My commute is around 40 mins which I may struggle with but if a lot of it is online it may be worth it. Also Have bad social anxiety so I’m not sure on halls.

I did go for accommodation last year but didn’t like it due to my anxiety and all the online learning which led me to defer. But I don’t know whether to try it again as the last year I’ve been really lonely as I’ve never had friends and I think commuting will not get me out my shell again
Hi!

You might find it helpful to talk to Thijs, one of our current Computer Science students on UniBuddy (https://api.unibuddy.co/og/keele-uni...Position=share). Thijs is currently in third year but can tell you about his experience of the first year classes and timetable, give you an idea of the hours you'll spend on campus etc.

In terms of commuting, I'm a PhD student and I currently commute 45 mins - 1 hour to get into Keele, depending on traffic. Honestly, whilst it's okay for PhD (because I don't have taught classes so can work from home a lot of the time), I wouldn't be wanting to do that sort of commute for undergraduate study.

This is primarily because as an undergraduate you'll have a lot more taught classes - so you'll probably be commuting most weekdays (which, given the traffic on the M6 and A500 can be zero fun at peak times - and highly stressful). But also because when I look back to my own undergraduate experience, the social side was a huge part of the university experience and that's much harder to access if you're not living on/near campus - not impossible, of course (there are social events that take place during the day on campus), but definitely much more difficult.

As a mature PhD student, this doesn't bother me too much - I have family and friends from pre-PG study, plus my social life is geared more towards 'coffee and cake' with fellow PG students these days, so I socialise during study breaks when I'm working on campus. But looking back to my life as an undergraduate, I think I'd have struggled to make friends or really immerse myself in university without engaging with the social aspect that comes from living on/near campus.

I suffer from a anxiety condition and social anxiety too - so I totally get your concerns about living in halls or shared accommodation. But, speaking from my own experience, the benefits do outweigh the risks - you can make some fantastic friends in halls, plus you can join and engage with the range of clubs and societies, the campus sports centre and sport activities, the library facilities. There really is something for everyone at Keele - it's not just nights out in the SU (although there are certainly those) but wildlife walks, Student Eats gardening sessions, craft activities, film nights, board game evenings etc. So even if you don't find your people in halls or on your course, there's lots of different ways to meet people with similar interests - and activities and events during Freshers to help with that too.

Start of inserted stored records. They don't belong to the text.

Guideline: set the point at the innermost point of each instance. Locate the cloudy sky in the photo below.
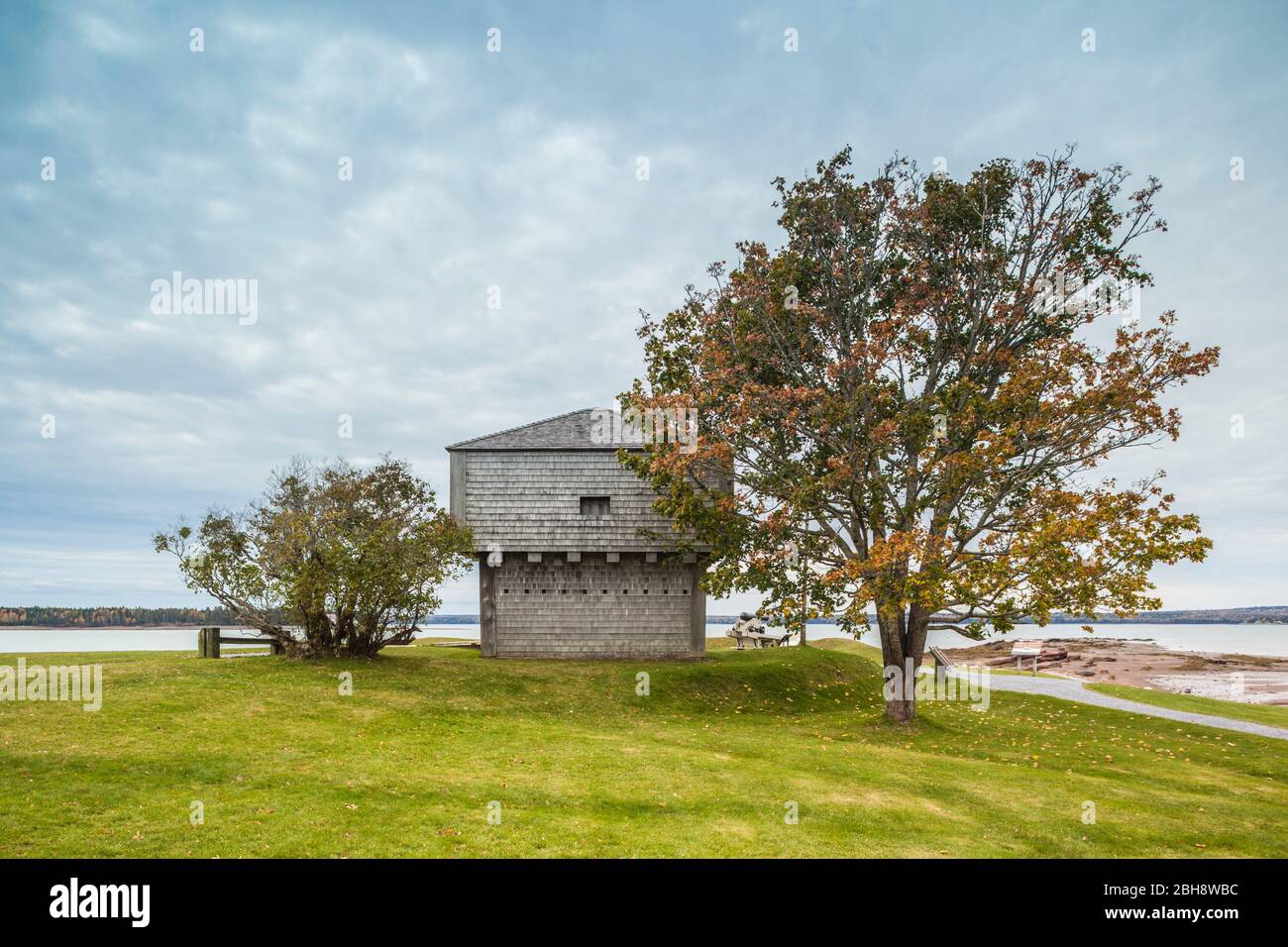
(516, 170)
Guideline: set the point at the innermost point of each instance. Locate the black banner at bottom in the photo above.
(331, 896)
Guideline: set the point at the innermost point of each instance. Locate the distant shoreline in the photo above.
(447, 620)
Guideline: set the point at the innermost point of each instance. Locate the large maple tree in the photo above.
(912, 402)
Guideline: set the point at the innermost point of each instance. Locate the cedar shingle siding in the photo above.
(572, 583)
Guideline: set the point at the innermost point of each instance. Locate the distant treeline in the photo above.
(124, 616)
(112, 616)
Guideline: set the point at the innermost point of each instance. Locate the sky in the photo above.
(443, 211)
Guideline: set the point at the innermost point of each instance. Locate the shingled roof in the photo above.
(570, 432)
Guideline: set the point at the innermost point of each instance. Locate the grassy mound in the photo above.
(708, 763)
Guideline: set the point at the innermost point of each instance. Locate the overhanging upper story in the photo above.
(555, 486)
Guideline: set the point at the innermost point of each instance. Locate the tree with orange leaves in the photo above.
(913, 410)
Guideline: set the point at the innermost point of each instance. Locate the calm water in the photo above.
(1237, 639)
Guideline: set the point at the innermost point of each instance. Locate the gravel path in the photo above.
(1074, 690)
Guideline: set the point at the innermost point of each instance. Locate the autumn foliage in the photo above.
(913, 406)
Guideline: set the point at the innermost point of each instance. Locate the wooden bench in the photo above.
(209, 641)
(943, 664)
(1022, 650)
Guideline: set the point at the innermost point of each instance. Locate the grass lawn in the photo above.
(583, 766)
(1253, 712)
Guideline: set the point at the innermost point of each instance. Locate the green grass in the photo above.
(583, 766)
(1253, 712)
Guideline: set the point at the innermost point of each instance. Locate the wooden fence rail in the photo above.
(209, 641)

We have a range of accommodation at Keele (https://www.keele.ac.uk/discover/accommodation/) to suit a range of styles and budgets (so you can have a flat with a smaller group of housemates and en-suite facilities, or more traditional halls if you'd feel more comfortable meeting a variety of people). Thjis or one of our other student buddies would be happy to tell you more I'm sure, plus you can also email the accommodation team to discuss your individual accommodation needs at [email protected]. There's also off campus student accommodation if you think living in halls would be too much, and the accommodation team have a register of regulated local landlords (https://www.keele.ac.uk/discover/acc...vingoffcampus/) if you want to look for a flat or bedsit that gives you your own space but allows you to be that bit closer.

As artful_lounger has said, we do also have a range of wellbeing and support services at Keele, from counselling to peer support, online support services, mentoring, and on campus health services. You can find out more at https://www.keele.ac.uk/students/lif...eandwellbeing/, and can contact the Student Services team via https://www.keele.ac.uk/students/studentservices/. I've had contact with them myself and have found them to be really helpful so please do get in touch and get some support put in place for your arrival at Keele.

Hope that's helpful but if you do have any questions, please let me know. We hope to welcome you to Keele soon!